What I really like about Thunderstone on this record in particular is that they are not afraid to bust out the keyboard solos and more often than not, let them duel with the lead guitar of Nino Laurenne. Whether or not it was a deliberate act on the band’s part, the upfront and undiluted keys nevertheless create a slightly old-school feel to the material as well as an element of fun and devil-may-care attitude which I really like.
Back to the songs themselves and ‘Through The Pain’ is slightly slower, almost ballad-like with an absolutely huge chorus and more of a melodic hard rock sheen. It’s a really storming track and one of my favourites on the record. Not for the first time, I’m reminded of Jorn Lande in Rantanen’s delivery, not that this is a bad thing by any stretch of the imagination.
With only nine tracks making up ‘Apocalypse Again’ it is important that there are no fillers and that every track offers something of value and worth. On that score, it is good news as this is a remarkably consistent album with barely a let-up in quality throughout. ‘Fire And Ice’ is reminiscent of Masterplan at their best with another brilliantly infectious chorus and driving rhythm from drummer Atte Palokangas and bassist Titus Hjelm whereas ‘Wounds’ features some really tasty riffs during a song that’s delivered in full-on attack mode at 100 miles an hour.

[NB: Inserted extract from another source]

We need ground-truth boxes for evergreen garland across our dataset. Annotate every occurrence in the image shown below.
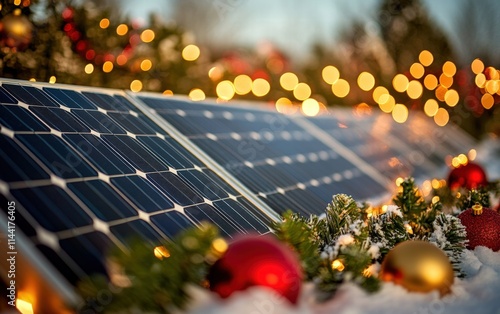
[78,178,487,313]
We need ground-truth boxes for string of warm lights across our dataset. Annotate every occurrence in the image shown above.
[1,0,500,126]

One of the big strengths about ‘Apocalypse Again’ aside from the songs themselves is the production, which packs a real punch and ensures that all instruments are clear and possess the necessary power. The real winner however, is the muscular and bruising rhythm section, the drums in particular catching the ear.
‘Apocalypse Again’ is an album that gets better with each and every listen. It is addictive, infectious and powerful. It has been a long time coming, but the wait was worth it as a rejuvenated Thunderstone have returned with one hell of a bang, producing a slab of impressive and expertly crafted power metal in the process. Highly recommended.